Dynamic Equity Exposure:
Adapting to Changing Market Environments

December 2018 | Retail Version


  • Last July, we warned investors that the FAANG stocks could be hit significantly harder than average in the event of market turmoil given their allocations to passive strategies. This materialized between June and December.
  • Despite some market turmoil in 2018, fund assets in passive strategies increased from 46.15% to 48.15%, further growing the potential passive investing bubble.
  • Historically, investing in unconstrained, high-active share funds has resulted in outperformance relative to benchmarks in a variety of different market environments.

We believe that 4Q 2018 provided insight as to what might happen to investors exposed to a potential passive investing bubble in the event of more prolonged market turmoil. The S&P 500 TR Index declined by -13.52%, while the FAANG stocks dropped by an average of -23.41%. In fact, some of the top contributing stocks as of June 30th ended the year as some of the bottom contributing stocks.

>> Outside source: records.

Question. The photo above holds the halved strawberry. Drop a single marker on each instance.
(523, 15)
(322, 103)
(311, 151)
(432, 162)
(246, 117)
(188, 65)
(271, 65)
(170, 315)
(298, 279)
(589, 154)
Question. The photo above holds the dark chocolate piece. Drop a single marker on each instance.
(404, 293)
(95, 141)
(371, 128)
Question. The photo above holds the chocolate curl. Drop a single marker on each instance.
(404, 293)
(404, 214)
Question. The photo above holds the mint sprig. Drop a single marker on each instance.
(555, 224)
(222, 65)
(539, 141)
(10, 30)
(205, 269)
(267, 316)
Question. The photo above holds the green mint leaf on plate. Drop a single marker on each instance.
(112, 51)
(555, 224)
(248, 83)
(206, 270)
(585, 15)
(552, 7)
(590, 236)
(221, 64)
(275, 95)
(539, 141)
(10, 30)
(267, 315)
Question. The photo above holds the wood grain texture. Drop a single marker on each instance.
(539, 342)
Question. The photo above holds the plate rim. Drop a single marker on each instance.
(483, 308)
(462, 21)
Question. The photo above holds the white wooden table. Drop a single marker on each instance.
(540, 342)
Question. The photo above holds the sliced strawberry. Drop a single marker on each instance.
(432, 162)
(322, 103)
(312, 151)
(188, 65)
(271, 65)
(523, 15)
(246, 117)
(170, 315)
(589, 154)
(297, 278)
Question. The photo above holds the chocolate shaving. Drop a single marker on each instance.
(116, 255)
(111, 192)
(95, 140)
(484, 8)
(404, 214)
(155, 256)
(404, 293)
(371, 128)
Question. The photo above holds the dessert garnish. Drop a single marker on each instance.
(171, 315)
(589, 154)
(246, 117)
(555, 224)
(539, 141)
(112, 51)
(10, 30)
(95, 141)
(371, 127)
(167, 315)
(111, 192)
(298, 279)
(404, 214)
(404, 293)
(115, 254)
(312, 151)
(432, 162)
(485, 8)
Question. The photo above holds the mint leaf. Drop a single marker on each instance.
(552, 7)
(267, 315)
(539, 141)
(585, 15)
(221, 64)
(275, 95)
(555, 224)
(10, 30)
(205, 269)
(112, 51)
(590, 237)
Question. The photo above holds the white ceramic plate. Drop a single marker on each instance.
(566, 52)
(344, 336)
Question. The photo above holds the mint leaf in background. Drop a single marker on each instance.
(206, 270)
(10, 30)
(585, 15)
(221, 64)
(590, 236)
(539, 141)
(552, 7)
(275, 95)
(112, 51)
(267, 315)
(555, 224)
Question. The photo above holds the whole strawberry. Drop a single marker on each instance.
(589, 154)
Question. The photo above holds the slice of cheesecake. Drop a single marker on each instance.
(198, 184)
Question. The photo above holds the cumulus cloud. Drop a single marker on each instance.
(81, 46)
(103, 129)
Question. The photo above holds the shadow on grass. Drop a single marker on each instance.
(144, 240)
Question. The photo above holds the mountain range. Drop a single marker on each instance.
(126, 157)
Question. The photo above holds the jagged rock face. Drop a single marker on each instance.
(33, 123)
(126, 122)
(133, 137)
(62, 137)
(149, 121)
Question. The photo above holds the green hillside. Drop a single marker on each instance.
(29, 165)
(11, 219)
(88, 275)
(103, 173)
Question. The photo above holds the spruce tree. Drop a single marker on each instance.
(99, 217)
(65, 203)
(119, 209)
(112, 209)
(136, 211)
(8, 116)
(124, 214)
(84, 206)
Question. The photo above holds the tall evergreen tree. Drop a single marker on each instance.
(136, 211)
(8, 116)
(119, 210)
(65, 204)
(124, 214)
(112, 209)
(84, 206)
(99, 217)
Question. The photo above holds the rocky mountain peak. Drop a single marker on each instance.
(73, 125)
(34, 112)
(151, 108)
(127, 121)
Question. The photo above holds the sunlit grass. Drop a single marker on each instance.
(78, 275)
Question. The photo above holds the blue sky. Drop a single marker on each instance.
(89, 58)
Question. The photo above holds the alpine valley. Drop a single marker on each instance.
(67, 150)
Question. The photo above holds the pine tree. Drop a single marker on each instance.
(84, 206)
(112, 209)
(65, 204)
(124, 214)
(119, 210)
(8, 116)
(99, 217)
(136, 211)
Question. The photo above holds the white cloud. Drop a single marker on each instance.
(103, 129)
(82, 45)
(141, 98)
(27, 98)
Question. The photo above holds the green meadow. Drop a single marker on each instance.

In our July 2018 piece, “The Passive Investing Bubble,” we provided evidence to suggest the potential formation of a passive investing bubble. The thesis was as investments into capitalization-weighted indexes increase, the largest stocks that performed the best tended to get a disproportionately large allocation, creating a self-reinforcing cycle of these stocks performing well. In the event of market turmoil, investors with heavy exposure to certain stocks may experience significant losses. We cautioned that investors should be concerned about exposure to FAANG stocks given their allocations in passive strategies and their potential downside risk.

In the face of market volatility, it is important to be dynamic and adaptable to ever-changing market conditions. Being constrained to certain sectors and Morningstar categories limits the opportunity for outperformance. We believe that the recent return of market volatility leaves a lot of space for active managers to add value, particularly if market conditions deteriorate and assets flee passive strategies.

Over the past decade, assets have shifted from active to passive funds, with 2019 expected to be the tipping point where most assets are in passive strategies.

A Potential Passive Investing Bubble: Percentage of Assets in Active and Passive Funds

Chart represents the percentage of assets in active and passive mutual funds and ETFs since 2008. 2018 percentage is as of 11/30/2018. Source: Morningstar Inc.
*2019 projections are based on annual average growth rate from 2008 to 2018.